Petrichor
Hebben jullie het ook gemerkt? Waar gesprekken de afgelopen maanden steeds gingen over de nare, voortslepende droogte, hebben we het de afgelopen weken weer vrolijk over...
... die vervelende regen, de kou en de algemene verslechtering van het weer. Zoals het echte Nederlanders betaamt, niet?
Ik moet heel eerlijk bekennen dat ik het eigenlijk wel fijn vind, dit herfstige weer. Het is fris genoeg om weer van alles te kunnen doen, de natuur leeft op, en tussen de buien door laat het zonnetje zich vaak prachtig zien. En dan de geur!

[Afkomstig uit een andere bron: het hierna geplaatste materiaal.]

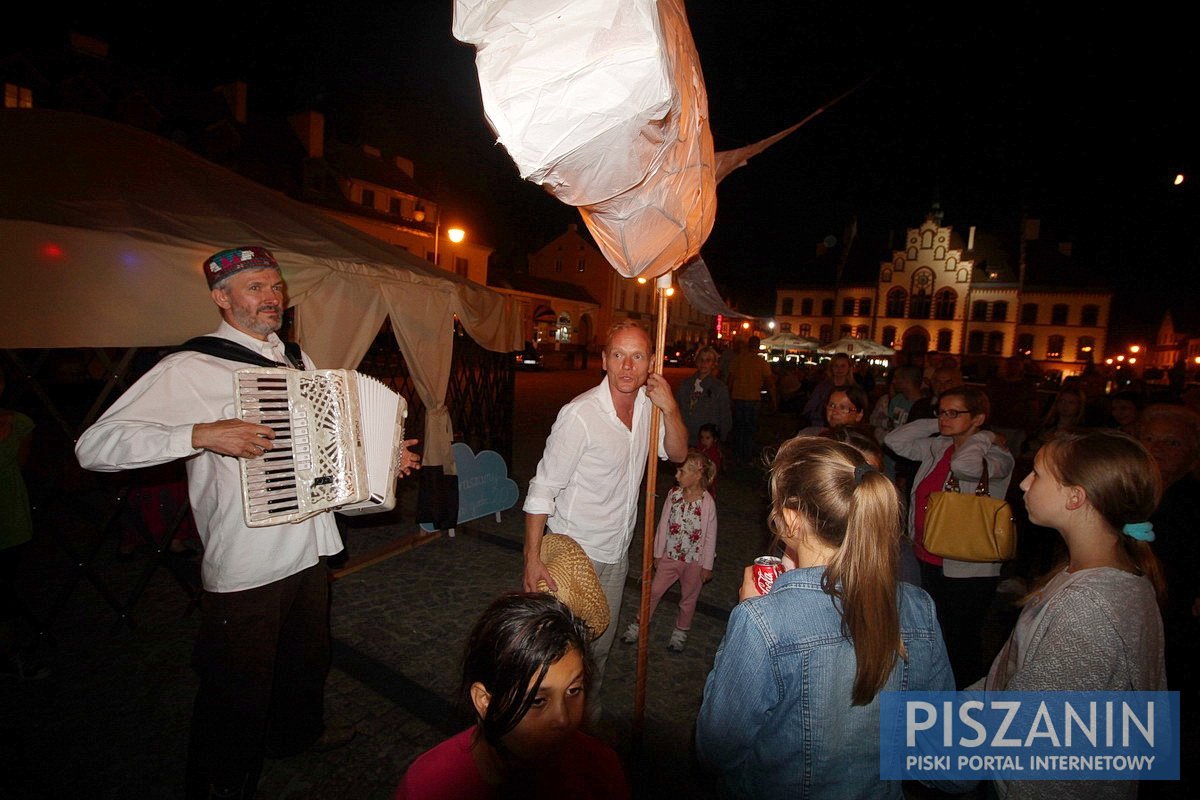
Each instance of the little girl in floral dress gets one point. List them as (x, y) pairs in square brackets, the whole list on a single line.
[(684, 545)]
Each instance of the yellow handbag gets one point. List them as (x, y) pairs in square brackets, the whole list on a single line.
[(969, 527)]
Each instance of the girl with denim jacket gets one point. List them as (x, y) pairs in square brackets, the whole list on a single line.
[(791, 707)]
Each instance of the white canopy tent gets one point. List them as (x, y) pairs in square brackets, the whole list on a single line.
[(103, 229)]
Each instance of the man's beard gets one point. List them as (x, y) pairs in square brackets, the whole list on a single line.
[(250, 320)]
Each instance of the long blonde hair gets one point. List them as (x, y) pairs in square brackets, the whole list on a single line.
[(1122, 483), (856, 509)]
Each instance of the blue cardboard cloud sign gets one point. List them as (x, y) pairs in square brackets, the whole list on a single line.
[(484, 483)]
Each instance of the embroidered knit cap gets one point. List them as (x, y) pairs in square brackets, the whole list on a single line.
[(221, 265)]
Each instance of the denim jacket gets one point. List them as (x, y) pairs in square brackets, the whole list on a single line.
[(777, 719)]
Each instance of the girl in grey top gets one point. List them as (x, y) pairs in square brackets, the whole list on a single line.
[(1095, 625)]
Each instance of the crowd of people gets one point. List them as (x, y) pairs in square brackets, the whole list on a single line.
[(1109, 597)]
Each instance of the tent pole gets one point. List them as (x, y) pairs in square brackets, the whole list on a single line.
[(652, 470)]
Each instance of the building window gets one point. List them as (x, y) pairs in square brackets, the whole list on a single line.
[(17, 96), (945, 302), (919, 306)]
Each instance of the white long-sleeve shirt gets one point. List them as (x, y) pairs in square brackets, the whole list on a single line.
[(151, 423), (591, 473)]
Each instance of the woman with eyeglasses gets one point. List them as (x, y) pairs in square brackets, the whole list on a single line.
[(705, 400), (955, 441), (846, 407)]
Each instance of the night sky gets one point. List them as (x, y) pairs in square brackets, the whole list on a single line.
[(996, 110)]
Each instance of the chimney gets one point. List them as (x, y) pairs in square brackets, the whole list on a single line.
[(235, 96), (310, 128)]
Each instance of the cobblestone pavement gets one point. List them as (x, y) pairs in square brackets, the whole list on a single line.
[(112, 719)]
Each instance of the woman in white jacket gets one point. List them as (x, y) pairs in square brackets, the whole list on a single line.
[(955, 441)]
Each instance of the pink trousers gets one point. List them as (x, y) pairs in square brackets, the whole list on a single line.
[(690, 581)]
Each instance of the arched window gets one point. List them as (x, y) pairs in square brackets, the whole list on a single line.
[(945, 302), (919, 306), (996, 343)]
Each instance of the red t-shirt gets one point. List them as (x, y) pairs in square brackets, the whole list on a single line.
[(933, 482), (586, 768)]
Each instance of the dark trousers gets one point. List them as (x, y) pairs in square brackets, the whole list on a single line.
[(262, 656), (745, 428), (963, 606)]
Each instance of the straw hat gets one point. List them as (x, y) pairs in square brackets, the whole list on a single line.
[(579, 587)]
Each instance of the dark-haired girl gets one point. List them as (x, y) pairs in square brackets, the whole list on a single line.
[(525, 677)]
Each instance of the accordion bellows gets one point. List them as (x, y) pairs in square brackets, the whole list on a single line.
[(579, 587)]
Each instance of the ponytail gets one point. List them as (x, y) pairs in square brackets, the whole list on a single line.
[(856, 509), (865, 567)]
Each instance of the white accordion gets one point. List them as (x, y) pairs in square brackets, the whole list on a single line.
[(339, 437)]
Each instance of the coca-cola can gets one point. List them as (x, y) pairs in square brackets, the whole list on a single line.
[(766, 570)]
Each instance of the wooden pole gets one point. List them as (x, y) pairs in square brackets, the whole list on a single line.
[(652, 471)]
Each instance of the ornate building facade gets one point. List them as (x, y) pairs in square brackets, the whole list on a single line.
[(941, 293)]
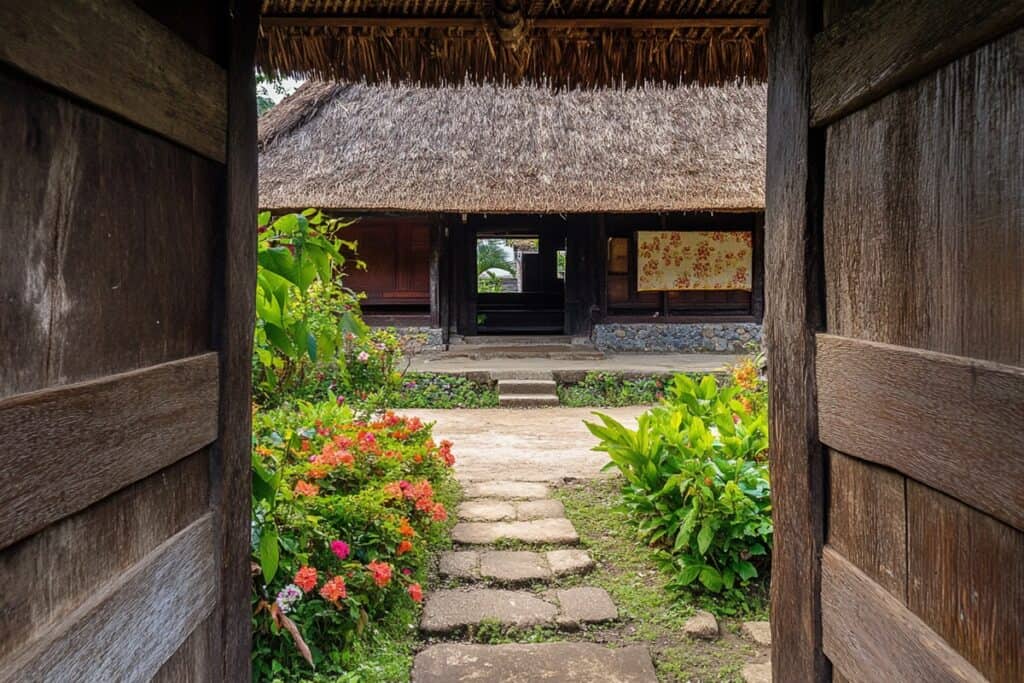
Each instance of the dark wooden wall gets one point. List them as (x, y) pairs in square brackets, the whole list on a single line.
[(397, 254), (895, 253), (127, 184)]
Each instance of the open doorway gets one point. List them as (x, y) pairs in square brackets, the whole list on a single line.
[(520, 288)]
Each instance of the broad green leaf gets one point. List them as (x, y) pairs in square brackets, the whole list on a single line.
[(268, 553)]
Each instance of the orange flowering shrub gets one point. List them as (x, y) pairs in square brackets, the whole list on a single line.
[(345, 513)]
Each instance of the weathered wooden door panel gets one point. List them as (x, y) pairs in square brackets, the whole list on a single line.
[(920, 354), (126, 265)]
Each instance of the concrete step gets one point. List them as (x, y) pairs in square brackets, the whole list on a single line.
[(561, 663), (506, 491), (514, 566), (527, 400), (494, 510), (449, 611), (559, 530), (526, 387)]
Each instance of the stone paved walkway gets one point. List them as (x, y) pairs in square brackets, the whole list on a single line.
[(522, 512)]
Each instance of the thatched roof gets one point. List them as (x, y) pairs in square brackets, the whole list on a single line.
[(564, 43), (525, 150)]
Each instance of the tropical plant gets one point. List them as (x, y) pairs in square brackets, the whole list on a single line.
[(696, 482), (343, 515), (492, 254), (304, 315)]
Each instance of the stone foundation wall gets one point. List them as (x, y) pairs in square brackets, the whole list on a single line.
[(421, 339), (700, 337)]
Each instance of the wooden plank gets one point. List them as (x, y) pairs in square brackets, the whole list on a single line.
[(925, 217), (968, 583), (60, 570), (75, 444), (128, 270), (871, 636), (116, 56), (542, 24), (793, 300), (232, 325), (867, 519), (928, 415), (872, 50), (127, 630), (190, 663)]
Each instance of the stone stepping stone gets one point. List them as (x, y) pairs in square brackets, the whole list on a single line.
[(564, 663), (514, 566), (701, 626), (757, 673), (452, 610), (506, 491), (494, 510), (540, 530), (759, 632)]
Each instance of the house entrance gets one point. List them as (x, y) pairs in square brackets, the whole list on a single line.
[(520, 282)]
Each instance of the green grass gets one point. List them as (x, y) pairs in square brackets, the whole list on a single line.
[(648, 612)]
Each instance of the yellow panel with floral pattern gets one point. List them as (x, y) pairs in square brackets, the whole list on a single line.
[(704, 260)]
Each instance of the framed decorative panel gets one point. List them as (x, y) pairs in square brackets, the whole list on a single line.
[(672, 260)]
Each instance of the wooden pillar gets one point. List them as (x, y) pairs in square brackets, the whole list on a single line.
[(232, 337), (794, 313)]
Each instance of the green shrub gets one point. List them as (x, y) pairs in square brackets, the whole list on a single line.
[(304, 315), (696, 482), (345, 513), (437, 390), (611, 389)]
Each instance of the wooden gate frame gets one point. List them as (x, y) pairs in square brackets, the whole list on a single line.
[(820, 383)]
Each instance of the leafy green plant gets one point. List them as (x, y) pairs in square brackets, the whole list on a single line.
[(304, 315), (611, 389), (696, 482)]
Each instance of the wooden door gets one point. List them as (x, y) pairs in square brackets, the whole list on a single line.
[(127, 186), (895, 306)]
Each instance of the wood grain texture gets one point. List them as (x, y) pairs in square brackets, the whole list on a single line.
[(794, 311), (867, 519), (232, 330), (871, 636), (107, 246), (940, 419), (75, 444), (127, 630), (116, 56), (193, 663), (878, 47), (72, 559), (925, 213), (968, 581)]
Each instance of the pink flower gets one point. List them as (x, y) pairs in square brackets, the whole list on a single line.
[(340, 548)]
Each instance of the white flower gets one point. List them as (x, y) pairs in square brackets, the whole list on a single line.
[(288, 597)]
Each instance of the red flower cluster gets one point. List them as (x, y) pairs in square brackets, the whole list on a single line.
[(381, 572), (444, 453), (422, 496)]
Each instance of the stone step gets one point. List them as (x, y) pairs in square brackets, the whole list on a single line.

Misschien is het deels te wijten aan alle regenachtige vakanties in Groot-Brittannië en Scandinavië in mijn jeugd, maar de geur tijdens en vlak na een regenbui is voor mij een van de lekkerste die er bestaat. En die liefde is, gelukkig voor mij als bioloog, nog wetenschappelijk te verklaren ook. Om te beginnen heeft de geur van regen een naam: petrichor. Dat is afgeleid uit twee Oudgriekse woorden, die voor ‘rots’ (petra) en ‘bloed van de goden’ (ichor). Je kunt je daar wel voorstellingen bij maken, hoe die twee dingen aan deze specifieke geur gelinkt werden. De term zelf komt overigens niet uit het oude Griekenland, maar is pas halverwege de twintigste eeuw in gebruik genomen. Twee wetenschappers ontdekten toen namelijk hoe dit aroma werkt. Zij vonden uit dat bepaalde planten tijdens droge periodes een specifieke olie aanmaken, die vervolgens wordt opgenomen door stenen en de grond. Wanneer het regent, komt die olie vrij in de lucht. Daarbij zit nog een ander goedje dat ook bijdraagt aan de belevenis, het stofje geosmine, gemaakt door bepaalde bacteriën in de grond. Ook dit stofje komt vrij wanneer de bodem nat wordt.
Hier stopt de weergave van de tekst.